Abhimanyu and Omkarnath | (Pic: Coding For All)
Hyderabad-based Omkar takes us through the curriculum which involves, for now, students of class VIII learning basic programming languages. This involves breaking down tasks into simple concepts. After these languages are taught, children proceed to practise them on paper. "While we are developing workbooks so that students can understand better, the final step is the verification of the code, which happens via the app installed in the teacher's tab. Depending on whether the code runs or not, the students understand immediately," explains Abhimanyu who is based out of Delhi. But children will have to learn how to code on the computer at some point. And for this, they are looking for NGOs who already have the infrastructure they can utilise to teach children.

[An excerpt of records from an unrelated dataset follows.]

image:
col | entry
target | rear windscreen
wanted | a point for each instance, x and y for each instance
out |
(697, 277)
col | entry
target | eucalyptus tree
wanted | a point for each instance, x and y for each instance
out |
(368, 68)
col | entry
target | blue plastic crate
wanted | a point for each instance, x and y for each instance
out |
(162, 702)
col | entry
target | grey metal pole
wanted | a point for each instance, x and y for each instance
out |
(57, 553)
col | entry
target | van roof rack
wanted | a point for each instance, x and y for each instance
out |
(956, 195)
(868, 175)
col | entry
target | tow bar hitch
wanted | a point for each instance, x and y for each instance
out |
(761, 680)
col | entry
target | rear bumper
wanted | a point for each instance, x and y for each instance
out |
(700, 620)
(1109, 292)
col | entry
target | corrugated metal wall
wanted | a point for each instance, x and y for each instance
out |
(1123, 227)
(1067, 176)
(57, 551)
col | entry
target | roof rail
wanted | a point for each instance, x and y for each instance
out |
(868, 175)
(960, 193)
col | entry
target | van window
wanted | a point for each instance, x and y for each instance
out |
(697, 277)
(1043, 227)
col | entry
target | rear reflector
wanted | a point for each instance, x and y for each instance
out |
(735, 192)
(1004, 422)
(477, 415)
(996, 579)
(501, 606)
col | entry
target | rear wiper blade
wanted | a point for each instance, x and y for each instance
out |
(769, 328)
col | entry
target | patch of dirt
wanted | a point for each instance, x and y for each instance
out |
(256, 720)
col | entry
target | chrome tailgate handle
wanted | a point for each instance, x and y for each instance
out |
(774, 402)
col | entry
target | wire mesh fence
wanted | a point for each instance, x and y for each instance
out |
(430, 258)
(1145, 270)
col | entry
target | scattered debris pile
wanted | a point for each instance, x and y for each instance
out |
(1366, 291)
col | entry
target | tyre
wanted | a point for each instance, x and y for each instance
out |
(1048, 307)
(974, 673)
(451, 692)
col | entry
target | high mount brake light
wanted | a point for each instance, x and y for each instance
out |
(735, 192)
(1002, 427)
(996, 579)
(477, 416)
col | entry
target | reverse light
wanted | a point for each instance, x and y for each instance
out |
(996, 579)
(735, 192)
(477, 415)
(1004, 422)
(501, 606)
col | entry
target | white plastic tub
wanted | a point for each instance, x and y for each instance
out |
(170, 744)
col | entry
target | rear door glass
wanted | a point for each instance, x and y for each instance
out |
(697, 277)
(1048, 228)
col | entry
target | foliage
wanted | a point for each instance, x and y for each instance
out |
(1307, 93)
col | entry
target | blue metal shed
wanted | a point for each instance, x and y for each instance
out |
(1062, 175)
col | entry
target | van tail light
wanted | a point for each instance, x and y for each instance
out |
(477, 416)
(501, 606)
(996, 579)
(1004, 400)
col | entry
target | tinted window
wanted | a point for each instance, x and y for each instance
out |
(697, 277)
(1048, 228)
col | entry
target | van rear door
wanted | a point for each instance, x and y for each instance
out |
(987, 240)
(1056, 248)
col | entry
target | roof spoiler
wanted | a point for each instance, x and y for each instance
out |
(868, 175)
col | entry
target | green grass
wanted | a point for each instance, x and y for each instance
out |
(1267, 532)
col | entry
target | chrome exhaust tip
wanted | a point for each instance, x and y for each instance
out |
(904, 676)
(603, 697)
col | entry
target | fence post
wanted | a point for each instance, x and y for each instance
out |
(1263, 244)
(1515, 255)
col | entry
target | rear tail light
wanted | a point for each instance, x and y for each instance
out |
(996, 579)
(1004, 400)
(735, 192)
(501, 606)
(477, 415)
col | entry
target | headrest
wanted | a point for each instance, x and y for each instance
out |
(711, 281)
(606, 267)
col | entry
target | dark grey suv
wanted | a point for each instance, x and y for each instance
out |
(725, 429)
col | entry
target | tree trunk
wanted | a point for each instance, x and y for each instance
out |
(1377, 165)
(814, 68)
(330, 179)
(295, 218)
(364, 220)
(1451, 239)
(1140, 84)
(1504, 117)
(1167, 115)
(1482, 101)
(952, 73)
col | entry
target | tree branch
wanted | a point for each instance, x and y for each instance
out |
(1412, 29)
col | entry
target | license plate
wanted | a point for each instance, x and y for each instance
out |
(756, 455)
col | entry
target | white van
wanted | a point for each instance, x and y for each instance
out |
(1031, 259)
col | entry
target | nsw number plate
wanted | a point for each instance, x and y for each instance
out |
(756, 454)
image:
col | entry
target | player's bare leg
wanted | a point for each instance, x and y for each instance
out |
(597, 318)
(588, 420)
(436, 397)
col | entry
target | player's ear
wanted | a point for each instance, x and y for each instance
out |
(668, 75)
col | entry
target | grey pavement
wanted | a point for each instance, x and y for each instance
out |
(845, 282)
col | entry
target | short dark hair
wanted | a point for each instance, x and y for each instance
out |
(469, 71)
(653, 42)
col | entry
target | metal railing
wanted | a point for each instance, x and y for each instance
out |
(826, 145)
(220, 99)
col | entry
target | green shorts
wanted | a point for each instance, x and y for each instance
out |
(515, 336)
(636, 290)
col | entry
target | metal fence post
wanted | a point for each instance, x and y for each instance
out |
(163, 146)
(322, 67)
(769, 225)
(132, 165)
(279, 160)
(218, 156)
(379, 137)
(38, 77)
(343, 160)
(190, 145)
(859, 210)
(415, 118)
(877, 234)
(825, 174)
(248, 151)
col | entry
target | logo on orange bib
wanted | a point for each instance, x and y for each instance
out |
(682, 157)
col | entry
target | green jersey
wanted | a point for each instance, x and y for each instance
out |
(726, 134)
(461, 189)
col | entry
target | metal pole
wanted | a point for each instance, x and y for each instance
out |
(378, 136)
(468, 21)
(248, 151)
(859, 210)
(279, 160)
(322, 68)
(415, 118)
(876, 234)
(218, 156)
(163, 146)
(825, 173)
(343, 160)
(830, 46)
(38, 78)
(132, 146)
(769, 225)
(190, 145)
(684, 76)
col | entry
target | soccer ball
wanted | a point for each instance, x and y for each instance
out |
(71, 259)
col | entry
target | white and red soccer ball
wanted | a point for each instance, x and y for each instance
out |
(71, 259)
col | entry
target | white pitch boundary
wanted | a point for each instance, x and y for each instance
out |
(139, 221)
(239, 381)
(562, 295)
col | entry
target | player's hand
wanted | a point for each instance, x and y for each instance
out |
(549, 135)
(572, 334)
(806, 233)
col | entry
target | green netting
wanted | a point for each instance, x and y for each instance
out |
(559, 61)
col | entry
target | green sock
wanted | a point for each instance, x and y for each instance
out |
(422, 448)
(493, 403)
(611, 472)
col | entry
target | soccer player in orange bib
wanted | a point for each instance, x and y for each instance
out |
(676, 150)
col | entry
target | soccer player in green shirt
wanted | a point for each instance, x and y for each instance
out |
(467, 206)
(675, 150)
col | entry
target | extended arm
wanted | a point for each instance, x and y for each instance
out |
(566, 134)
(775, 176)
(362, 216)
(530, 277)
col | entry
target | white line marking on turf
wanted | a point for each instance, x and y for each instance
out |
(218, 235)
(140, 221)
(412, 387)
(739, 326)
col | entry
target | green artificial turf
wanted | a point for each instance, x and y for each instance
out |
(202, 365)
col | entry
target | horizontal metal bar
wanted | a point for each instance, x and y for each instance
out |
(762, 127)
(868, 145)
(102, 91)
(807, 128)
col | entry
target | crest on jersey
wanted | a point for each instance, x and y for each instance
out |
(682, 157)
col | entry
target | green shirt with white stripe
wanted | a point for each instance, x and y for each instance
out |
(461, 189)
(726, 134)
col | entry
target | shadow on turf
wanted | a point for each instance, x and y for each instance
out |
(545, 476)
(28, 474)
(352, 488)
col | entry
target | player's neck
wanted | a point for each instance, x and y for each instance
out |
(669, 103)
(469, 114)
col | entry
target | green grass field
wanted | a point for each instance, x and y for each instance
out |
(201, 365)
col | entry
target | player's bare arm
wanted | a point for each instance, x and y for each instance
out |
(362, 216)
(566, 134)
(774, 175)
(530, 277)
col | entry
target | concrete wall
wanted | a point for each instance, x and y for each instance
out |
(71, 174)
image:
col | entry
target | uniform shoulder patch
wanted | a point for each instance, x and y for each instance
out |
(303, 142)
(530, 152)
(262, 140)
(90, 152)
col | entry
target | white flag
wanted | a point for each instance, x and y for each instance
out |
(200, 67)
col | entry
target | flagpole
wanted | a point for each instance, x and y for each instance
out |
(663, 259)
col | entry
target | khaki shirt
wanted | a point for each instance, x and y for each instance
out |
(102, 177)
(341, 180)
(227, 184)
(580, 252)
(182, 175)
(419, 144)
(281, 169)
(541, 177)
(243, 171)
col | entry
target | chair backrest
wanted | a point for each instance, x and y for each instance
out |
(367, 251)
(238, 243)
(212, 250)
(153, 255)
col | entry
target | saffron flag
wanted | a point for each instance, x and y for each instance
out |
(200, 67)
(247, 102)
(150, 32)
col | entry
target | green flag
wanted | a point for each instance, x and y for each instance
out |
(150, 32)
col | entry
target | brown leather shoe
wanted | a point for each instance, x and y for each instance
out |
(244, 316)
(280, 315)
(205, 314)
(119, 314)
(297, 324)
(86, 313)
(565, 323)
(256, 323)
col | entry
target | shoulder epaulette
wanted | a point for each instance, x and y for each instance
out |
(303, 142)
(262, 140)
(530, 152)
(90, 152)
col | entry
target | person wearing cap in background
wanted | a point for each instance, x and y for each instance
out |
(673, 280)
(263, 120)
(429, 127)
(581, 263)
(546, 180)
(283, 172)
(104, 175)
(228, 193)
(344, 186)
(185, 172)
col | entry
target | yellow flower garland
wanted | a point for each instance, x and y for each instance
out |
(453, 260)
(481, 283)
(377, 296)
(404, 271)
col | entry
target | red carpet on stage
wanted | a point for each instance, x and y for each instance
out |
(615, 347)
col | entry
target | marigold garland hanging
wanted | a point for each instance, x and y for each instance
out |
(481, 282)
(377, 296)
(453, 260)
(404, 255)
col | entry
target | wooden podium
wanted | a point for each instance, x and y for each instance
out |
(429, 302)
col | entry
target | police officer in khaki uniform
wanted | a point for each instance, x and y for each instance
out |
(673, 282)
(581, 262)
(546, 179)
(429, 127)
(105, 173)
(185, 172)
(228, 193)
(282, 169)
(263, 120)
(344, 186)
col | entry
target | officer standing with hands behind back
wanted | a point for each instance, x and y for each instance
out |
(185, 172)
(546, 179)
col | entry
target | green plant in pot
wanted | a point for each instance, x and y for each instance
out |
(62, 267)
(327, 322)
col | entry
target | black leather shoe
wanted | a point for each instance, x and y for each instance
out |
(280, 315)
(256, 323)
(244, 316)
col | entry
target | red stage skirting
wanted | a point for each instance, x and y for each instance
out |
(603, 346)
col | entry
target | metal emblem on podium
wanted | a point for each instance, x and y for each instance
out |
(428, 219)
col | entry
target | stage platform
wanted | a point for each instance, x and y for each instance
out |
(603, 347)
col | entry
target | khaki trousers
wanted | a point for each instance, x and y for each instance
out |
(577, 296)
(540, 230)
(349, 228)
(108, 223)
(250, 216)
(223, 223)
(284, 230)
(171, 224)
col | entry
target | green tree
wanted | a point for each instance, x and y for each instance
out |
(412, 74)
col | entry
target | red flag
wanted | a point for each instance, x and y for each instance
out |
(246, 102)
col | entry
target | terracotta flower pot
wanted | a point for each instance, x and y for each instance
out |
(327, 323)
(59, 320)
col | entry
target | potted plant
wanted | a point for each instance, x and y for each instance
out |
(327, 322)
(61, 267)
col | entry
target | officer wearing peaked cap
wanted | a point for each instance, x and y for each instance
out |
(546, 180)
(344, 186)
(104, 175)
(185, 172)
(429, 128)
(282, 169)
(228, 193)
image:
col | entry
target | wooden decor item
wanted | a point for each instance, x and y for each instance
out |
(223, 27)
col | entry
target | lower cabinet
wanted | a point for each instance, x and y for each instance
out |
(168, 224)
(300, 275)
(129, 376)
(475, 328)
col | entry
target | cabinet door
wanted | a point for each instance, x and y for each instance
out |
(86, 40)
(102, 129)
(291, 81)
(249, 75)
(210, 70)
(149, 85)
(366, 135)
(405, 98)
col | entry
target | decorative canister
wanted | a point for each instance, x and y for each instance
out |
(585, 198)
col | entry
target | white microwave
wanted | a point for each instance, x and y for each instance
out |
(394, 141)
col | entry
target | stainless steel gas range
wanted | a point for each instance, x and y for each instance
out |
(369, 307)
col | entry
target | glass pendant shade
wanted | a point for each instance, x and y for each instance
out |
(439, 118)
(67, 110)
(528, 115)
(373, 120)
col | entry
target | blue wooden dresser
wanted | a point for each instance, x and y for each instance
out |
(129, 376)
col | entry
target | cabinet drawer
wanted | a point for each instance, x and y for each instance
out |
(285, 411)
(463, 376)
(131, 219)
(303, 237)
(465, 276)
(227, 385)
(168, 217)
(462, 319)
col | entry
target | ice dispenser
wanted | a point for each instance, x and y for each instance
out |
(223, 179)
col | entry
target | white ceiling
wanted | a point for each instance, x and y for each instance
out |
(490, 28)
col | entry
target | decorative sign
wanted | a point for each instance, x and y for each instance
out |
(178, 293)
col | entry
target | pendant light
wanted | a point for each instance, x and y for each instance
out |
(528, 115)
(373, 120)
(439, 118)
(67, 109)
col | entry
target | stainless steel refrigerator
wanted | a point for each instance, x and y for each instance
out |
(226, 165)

Currently, they are looking for both funds and volunteers who can teach in schools
"We also plan to support our students till they complete college and connect them to other organisations that can provide them ancillary skills to help them be job-ready," informs Omkar. "We are also, in parallel, creating content in other regional languages and we intend to partner with other state governments and reach out to all government schools in the country in the next ten years," shares the duo.